Unjoke Number One:
Joke teller: How many Romanian janitors does it take to screw in a light bulb?
Victim: I don’t know. How many?
Joke teller: While Romanian janitors are usually competent to change light bulbs without assistance, we must keep in mind that the act of changing the bulb is but one of many activities involving a multitude of people to produce the light bulb and deliver it to the end user. The suppliers of raw materials, the fabricators, and the third party logistics providers all along the line were indispensable in getting that light bulb in the hands of that Romanian janitor.
Unjoke Number Two:
Joke teller: Knock, Knock.
Victim: Who’s there?
Joke teller: Orange.
Victim: Orange who.
Joke teller: Orange you glad I didn’t say banana?
Unjoke Number Three:
Joke teller: I met a man the other day who said he hadn’t had a bite in weeks.
Victim: What did you do?
Joke teller: I gave him some money for food.
Unjoke Number Four:
A traveling salesman’s car broke down in a rural area, and he asked a farmer if he could spend the night. The farmer said that it would be okay for him to spend the night but that he did not have a daughter.
Unjoke Number Five:
Joke teller: What do you call a hundred female physical anthropologists at the bottom of a river?
Victim: I don’t know.
Joke teller: A mystery and a tragedy and probable foul play.
Unjoke Number Six:
Joke teller: What’s the difference between a gynecologist and a plumber?
Victim: Beat’s me.
Joke teller: A gynecologist is a physician specializing in the treatment of women, whereas a plumber is a skilled tradesman who specializing in pipes and drains and such.
Unjoke Number Seven:
Joke teller: I have a new knock, knock joke. You start it.
Victim: Knock, Knock.
Joke teller: Who’s there?
Unjoke Number Eight:
Joke teller: What did Buddha say to the hot dog vendor?

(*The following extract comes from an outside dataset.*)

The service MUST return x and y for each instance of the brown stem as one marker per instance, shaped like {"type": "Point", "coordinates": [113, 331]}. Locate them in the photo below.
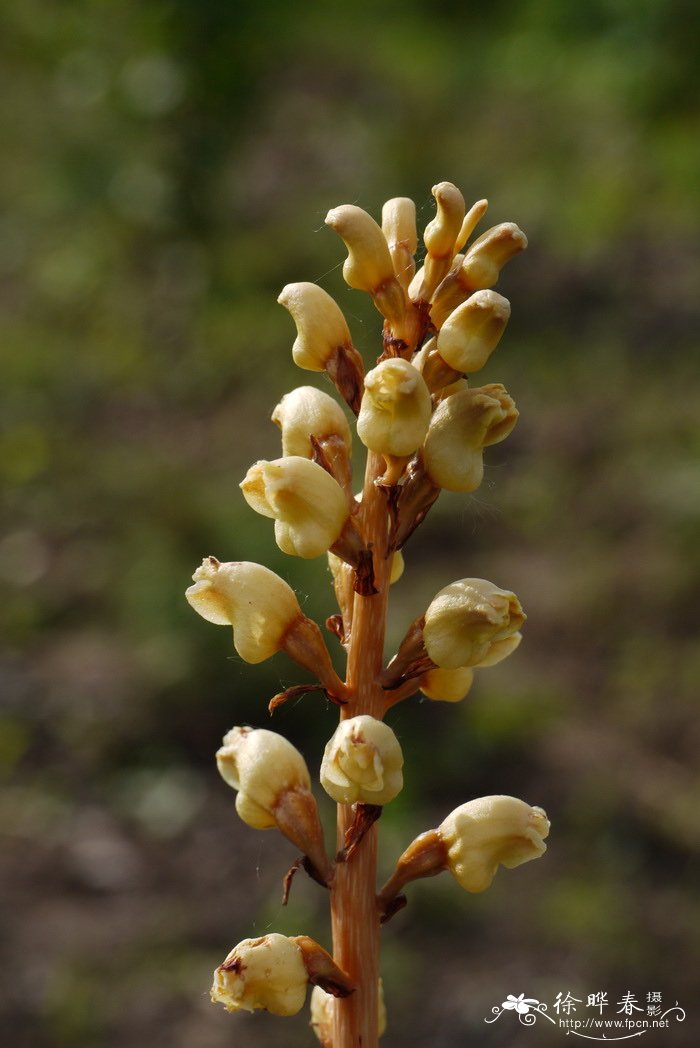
{"type": "Point", "coordinates": [355, 920]}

Vendor: I don’t know. What?
Joke teller: There were no hot dog vendors in India when Buddha lived, so he wouldn’t have said anything.
Unjoke Number Nine:
Joke teller: What do you get when you cross an elephant and a rhinoceros?
Victim: I don’t know. What?
Joke teller: Nothing. Those two species are so genetically dissimilar that it is not possible to breed a hybrid.
Unjoke Number Ten:
A man has been waiting anxiously while his wife was undergoing complicated surgery. The surgeon comes into the waiting room and announces that he has good news and bad news. The bad news is that a second tumor was found during the operation. “What’s the good news?” asked the husband. The surgeon replied, “We were able to remove the second tumor completely and believe that your wife will have a full recovery.”